Ancak gönüllü göç ve zorunlu göç ayrımını yapmak aslında hiçte kolay değildir. Çünkü göçün kendisi karmaşık bir olaydır ve birbiri ile ilgili birçok nedene bağlı olarak gerçekleşebilir. Peker ve Sancar (1986)’a göre, gönüllü göç kişinin kendi iradesi ile gerçekleştirdiği bir eylem, zorunlu göç ise gelişen bazı olaylar sonucu kişinin kendi iradesi dışında yer değiştirmeye zorlanması ile gerçekleştirdiği bir eylem olarak açıklanmış olsa bile, gerçekte gönüllü göçün arkasında da bir yer değiştirmeye zorlanma vardır. Bu nedenle gönüllü göç ile zorunlu göç arasında kesin ve belirli bir ayırımı ortaya koyabilmek çoğu zaman zordur. Zorunlu göçün arkasındaki nedenleri görmek daha kolay iken aslında gönüllü göç olarak nitelendirilen, kişinin kendi iradesi ile yaptığı göçün arkasında da görülmesi zor da olsa zorlayıcı nedenlerin olduğu bir gerçekliktir. Genelde gönüllü göç sınıfında görülen çalışma amaçlı yapılan göçün arkasında aslında yaşanılan yoksulluğun oluşturduğu bir zorlama vardır. Yılmaz (2014)’da benzer bir yaklaşımla, gönüllü göç olarak değerlendirilen çalışma amaçlı göçü göz önüne alarak, çalışma amaçlı göçte kişilerin yaşadıkları yerlerde ekonomik zorluklar içerisinde bulunuyor olmaları sonucunda bu zorlukları yaşamama dürtüsünün yaşadıkları yerleri terk etme davranışını göstermelerine neden olduğunu söylemektedir. Bayraklı (2007) ise genel bir ifade ile göçün, yaşanan yerin itici koşullarından kurtulmak ve hedefteki gidilecek yerin çekici koşullarının avantajlarından yararlanmak amacıyla yapıldığını, yaşanılan yerdeki kurtulmak istenen itici koşulların ve bu koşulların sonuçlarının kişileri göç etmeye zorladığını ileri sürmektedir.

(28)

2.2.3 Uluslararası Göç

Özer (2011) kişinin vatandaşı olduğu kendi devletinin ülkesi sınırlarını geçerek başka bir devletin ülkesinde yaşamak amacıyla gitmesini uluslararası göç olarak tanımlamaktadır. IOM (2009) ise uluslararası göçü;

Kişilerin geçici veya daimi olarak başka bir ülkeye yerleşmek üzere menşe ülkelerinden veya mutad olarak ikamet ettikleri ülkeden ayrılmaları. Dolayısıyla, uluslararası bir sınırın geçilmesi söz konusudur,

diyerek tanımlamaktadır.

Uluslararası göç bazen gönüllü olarak bazen de çeşitli nedenler neticesinde zorunlu olarak, bireysel veya aile fertleri ile birlikte ya da toplu olarak yaşanılan, vatandaşlığına sahip olunan menşe devletin ülkesinden bir başka devletin ülkesi topraklarına yer değiştirme şeklinde gerçekleşmektedir (Ergül, 2012).

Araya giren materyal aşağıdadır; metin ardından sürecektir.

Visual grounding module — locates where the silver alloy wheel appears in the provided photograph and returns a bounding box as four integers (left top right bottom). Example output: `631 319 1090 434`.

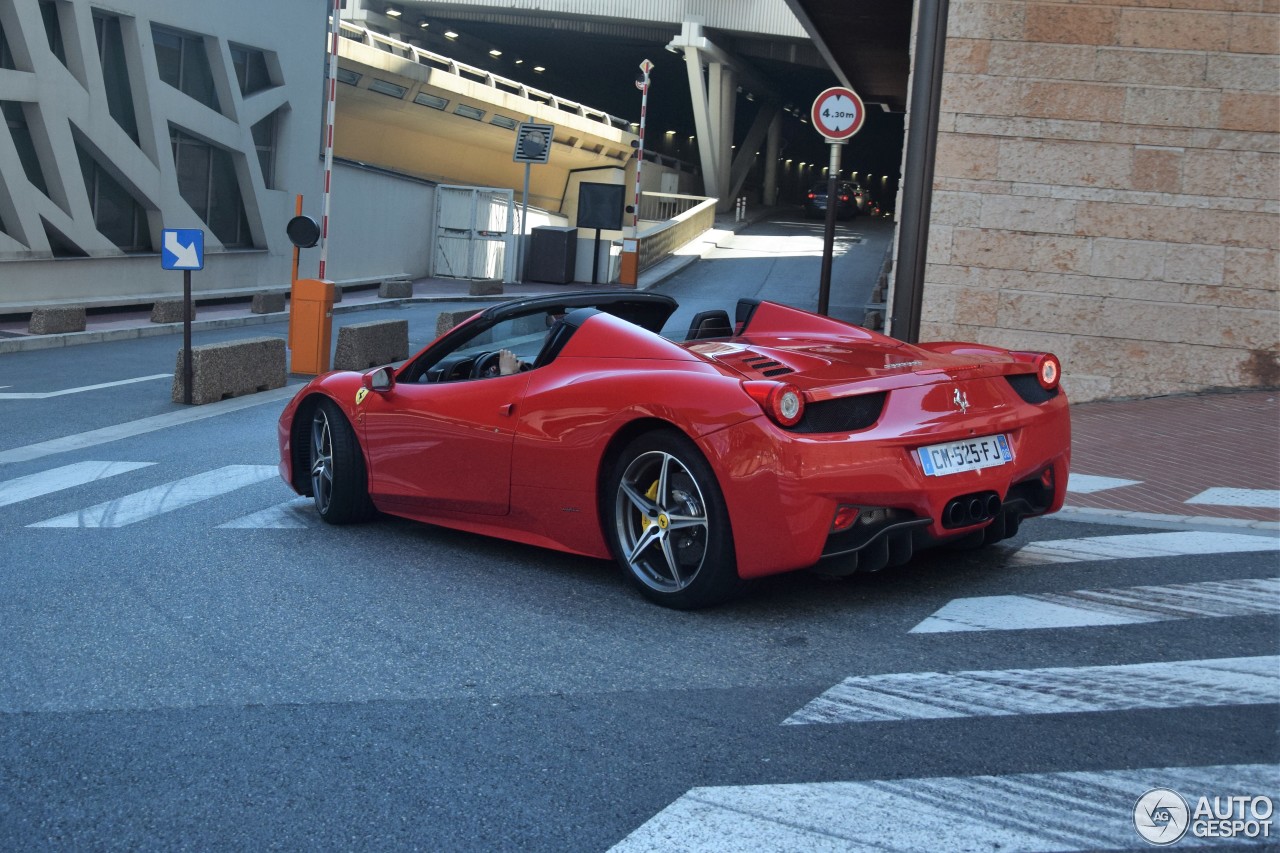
614 451 712 593
311 407 333 515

Uluslararası göç birçok nedene bağlı olarak gerçekleşirken beraberinde, devletin egemenliği, yetkisi, çalışma ilişkisi ve insan haklarına ilişkin birçok sorunun ortaya çıkmasına neden olabilmektedir. Bu sorun alanları ise çoğu kez iç içe geçmiş durumdadır (Akıntürk, 2007). Bundan dolayı göç günümüzde dünyada siyaset ve planlama konularından biri olarak tüm devletlerin ve uluslararası kamuoyunun gündeminde varlığını devam ettirmektedir (Sirkeci ve Yüceşahin, 2014).

Uluslararası göç özellikle XX. Yüzyıldan itibaren uluslararası kamuoyunun sürekli gündeminde olmuştur ve günümüzde yaşanan olaylardan dolayı da olmaya devam etmektedir. Bu bakımdan uluslararası göç ile ilgili kavramları bilmek gerekmektedir. Bu bağlamda uluslararası göç denilince akla gelen kavramlar göçmenler (göçmen), sığınmacılar (sığınmacı) ve mülteciler (mülteci) olarak sıralanabilir (Deniz, 2014).

2.2.3.1 Göçmen

Uluslararası göç gönüllü olarak gerçekleştiğinde daha çok ekonomik nedenlerle gerçekleşmekte ve amacı bakımından çalışma göçü olarak adlandırılmakta, göç ekonomik nedenlere bağlı olarak gerçekleşirken göçün yönü hemen her zaman az gelişmiş ya da gelişmemiş devletlerden gelişmiş devletlere doğru olmaktadır ve göçmen kavramı net bir

(29)

tanımlamaya sahip olmasa da daha çok ekonomik nedenlerle gönüllü olarak uluslararası göçü gerçekleştiren kişiler için kullanılmaktadır (Yıldırım, 2009).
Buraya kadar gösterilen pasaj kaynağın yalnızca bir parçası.